Switching from KNN to DL in machine translations is impressive as a technical achievement ... but not really an innovation, and I doubt all this "innovation" impacts their bottom line in any way.


> Otherwise what innovation are you talking about?

Quantity: Google has the highest number of deep learning papers accepted into top conferences among all institutions, even when papers from DeepMind are not counted in Google's.

Quality: Transformer and the recent BERT have, pun intended, transformed the entire NLP field. Batch normalization is now a staple of all neural networks, as are its descendants instance normalization, group normalization, etc.

These are just on top of my head. Google may have done many things wrong these days, but it definitely has not lost any edge in machine learning.


While I don't know real numbers, back of the enveloper estimations for hardware costs alone (based on GCP TPU/GPU pricing) give order of hundreds thousands for BERT, and tens of millions for AlphaGo and friends. Notice how very few organizations in the world are in position to commit these kind of resources to AI problems, and that only Google and China are choosing to do so.

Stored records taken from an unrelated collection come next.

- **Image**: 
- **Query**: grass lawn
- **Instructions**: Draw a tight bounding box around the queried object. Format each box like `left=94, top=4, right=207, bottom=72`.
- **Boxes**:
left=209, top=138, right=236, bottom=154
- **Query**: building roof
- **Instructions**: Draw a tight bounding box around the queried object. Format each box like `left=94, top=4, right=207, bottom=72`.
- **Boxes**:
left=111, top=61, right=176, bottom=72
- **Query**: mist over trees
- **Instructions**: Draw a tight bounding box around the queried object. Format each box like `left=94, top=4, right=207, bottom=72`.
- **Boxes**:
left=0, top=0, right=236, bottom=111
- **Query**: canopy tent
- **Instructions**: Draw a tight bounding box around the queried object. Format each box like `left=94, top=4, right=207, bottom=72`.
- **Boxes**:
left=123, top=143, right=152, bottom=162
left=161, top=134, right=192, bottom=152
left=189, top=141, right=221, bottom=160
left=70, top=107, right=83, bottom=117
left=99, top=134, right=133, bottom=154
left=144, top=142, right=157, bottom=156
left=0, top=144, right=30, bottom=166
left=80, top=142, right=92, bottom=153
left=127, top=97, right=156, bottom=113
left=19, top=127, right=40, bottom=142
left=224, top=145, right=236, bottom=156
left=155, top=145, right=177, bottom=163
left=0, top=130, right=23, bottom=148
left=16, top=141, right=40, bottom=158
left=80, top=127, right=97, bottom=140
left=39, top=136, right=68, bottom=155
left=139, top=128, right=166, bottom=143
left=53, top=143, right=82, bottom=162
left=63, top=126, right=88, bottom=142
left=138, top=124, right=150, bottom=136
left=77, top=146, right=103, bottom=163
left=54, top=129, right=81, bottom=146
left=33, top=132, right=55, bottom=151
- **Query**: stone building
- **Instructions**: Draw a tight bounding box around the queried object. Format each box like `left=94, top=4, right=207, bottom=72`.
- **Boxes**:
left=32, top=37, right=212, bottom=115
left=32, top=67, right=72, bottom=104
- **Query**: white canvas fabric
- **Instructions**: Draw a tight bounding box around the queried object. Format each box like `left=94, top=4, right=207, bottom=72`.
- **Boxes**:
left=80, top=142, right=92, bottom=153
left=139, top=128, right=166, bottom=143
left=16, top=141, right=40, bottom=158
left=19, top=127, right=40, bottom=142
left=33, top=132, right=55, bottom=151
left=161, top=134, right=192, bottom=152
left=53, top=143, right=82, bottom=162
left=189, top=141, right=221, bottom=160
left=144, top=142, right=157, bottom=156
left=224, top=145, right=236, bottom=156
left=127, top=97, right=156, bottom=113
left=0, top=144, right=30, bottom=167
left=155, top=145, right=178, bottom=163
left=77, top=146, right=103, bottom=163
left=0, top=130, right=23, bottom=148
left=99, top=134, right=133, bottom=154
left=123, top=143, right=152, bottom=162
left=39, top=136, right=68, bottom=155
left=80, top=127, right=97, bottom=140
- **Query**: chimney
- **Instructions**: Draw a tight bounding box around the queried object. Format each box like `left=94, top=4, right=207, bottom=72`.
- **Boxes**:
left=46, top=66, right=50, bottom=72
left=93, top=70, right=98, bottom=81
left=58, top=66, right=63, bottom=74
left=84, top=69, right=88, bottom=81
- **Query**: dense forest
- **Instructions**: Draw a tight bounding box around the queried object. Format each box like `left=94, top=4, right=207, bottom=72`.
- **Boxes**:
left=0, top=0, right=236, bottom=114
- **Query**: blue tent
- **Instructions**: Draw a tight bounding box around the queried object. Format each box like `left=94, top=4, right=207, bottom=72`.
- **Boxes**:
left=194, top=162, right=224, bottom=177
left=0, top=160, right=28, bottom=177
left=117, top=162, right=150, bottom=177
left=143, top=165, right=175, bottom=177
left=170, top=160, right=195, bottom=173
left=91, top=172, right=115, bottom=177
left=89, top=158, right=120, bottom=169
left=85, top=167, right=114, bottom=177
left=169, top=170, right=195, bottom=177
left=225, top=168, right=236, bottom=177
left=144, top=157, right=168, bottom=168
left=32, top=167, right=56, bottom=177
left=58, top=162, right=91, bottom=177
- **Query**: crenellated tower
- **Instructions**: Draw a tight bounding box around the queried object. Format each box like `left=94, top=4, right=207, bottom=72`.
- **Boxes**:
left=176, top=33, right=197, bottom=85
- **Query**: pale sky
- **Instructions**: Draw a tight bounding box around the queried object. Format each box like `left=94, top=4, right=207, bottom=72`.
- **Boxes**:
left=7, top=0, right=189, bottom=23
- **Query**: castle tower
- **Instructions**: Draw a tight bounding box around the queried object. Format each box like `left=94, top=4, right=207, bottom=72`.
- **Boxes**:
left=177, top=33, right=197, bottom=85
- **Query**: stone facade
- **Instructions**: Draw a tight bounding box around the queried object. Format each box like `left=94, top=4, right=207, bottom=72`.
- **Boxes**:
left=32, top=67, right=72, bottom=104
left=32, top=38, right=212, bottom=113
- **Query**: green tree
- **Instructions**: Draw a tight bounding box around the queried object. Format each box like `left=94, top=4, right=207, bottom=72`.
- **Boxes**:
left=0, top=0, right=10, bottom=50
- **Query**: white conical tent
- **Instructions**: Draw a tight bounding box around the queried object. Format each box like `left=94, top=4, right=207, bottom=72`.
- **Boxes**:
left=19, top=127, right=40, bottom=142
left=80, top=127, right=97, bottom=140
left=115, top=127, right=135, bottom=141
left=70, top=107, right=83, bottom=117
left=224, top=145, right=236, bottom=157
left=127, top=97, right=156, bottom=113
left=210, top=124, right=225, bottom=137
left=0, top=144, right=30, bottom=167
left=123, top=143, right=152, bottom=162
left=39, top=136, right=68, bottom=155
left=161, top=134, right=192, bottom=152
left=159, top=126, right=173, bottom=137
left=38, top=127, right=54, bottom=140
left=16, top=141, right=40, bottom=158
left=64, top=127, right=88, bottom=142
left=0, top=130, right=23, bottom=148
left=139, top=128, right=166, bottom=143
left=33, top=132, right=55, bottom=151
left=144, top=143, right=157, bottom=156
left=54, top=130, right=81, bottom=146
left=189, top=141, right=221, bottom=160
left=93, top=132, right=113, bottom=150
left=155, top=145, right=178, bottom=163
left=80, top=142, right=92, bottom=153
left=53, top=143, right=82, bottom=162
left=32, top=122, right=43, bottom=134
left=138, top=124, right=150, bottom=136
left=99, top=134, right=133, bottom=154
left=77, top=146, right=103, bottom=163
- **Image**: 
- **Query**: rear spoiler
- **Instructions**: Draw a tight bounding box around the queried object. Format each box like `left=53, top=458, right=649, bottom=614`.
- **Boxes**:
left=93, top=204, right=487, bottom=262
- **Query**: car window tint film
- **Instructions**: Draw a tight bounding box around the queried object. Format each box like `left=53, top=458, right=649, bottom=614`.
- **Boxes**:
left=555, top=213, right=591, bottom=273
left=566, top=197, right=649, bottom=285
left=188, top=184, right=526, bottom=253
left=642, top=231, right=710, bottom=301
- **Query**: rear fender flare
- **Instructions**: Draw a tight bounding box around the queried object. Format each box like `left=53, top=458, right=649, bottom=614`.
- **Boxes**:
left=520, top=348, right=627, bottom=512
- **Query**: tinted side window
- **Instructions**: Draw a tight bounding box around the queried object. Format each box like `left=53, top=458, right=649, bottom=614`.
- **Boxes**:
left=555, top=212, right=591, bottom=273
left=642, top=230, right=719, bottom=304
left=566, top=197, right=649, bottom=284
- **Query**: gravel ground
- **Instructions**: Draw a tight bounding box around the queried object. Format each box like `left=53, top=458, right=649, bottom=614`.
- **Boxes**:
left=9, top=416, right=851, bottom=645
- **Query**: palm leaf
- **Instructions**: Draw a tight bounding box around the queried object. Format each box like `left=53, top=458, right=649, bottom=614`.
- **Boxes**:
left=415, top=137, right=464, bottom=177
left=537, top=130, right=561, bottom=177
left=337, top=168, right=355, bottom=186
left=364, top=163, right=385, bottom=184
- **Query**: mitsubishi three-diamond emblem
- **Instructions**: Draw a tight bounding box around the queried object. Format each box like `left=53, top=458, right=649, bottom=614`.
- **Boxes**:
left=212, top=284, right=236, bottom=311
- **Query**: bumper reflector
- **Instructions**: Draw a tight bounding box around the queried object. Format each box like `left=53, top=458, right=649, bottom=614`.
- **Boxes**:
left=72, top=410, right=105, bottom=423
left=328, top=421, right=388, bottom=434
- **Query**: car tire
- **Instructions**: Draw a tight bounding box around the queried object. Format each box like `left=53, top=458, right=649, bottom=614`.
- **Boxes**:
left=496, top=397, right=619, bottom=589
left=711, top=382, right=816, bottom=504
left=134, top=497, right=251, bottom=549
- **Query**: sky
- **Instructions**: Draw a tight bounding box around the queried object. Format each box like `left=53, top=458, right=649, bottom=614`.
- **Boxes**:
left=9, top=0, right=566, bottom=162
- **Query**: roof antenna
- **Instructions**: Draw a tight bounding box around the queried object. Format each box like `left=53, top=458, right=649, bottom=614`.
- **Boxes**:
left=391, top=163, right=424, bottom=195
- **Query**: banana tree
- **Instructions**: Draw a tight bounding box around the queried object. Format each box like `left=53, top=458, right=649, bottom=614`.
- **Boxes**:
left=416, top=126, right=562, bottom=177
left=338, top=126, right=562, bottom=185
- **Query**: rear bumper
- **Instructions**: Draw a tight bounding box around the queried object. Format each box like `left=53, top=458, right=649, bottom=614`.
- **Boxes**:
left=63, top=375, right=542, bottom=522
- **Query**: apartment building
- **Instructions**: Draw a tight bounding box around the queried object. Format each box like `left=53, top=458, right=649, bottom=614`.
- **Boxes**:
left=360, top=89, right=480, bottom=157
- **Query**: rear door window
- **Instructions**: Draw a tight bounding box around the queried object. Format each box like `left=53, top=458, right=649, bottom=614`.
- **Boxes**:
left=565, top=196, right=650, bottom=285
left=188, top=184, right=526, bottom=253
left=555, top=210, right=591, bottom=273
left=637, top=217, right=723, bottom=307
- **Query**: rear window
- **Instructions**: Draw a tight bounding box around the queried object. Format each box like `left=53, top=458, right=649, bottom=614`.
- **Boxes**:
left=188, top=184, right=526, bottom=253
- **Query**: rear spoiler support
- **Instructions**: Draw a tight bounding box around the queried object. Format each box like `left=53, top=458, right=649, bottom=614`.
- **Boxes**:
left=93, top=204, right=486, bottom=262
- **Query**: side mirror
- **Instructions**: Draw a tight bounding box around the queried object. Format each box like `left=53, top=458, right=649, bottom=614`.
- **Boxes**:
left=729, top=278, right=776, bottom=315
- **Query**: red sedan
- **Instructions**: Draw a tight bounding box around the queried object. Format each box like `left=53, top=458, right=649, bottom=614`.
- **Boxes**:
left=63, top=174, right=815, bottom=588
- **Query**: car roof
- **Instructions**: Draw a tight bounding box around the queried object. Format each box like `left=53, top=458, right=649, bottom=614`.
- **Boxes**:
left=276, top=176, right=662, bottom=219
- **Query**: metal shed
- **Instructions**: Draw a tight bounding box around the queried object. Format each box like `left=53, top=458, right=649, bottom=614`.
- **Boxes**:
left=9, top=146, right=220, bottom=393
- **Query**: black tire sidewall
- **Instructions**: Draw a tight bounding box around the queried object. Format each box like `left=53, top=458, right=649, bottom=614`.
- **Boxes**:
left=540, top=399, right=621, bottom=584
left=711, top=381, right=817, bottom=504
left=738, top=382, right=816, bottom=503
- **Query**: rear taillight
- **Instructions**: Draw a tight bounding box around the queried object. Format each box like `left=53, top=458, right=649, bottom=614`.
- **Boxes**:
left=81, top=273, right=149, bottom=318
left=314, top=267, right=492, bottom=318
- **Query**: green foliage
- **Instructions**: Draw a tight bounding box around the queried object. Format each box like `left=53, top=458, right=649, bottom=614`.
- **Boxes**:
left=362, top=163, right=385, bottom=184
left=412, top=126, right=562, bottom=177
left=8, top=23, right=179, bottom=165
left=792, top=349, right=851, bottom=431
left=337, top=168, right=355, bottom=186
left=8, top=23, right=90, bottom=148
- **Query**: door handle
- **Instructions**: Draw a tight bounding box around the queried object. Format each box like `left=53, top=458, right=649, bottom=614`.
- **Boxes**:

And? Most scientific breakthroughs after the World War II require expensive equipments and materials. That fact doesn't make the achievements from Google, from Bell Labs, from CERN, from Fermilab less innovative.


Brain existed prior to deep mind, and is a leader in it's own right.


Hardware innovation in the Pixel Camera also uses ML. "Night Sight" is the result of work across teams


Would love to know more if you have some references for this.



deep learning at google was due to distbelief, not deepmind. deepmind brought reinforcement learning.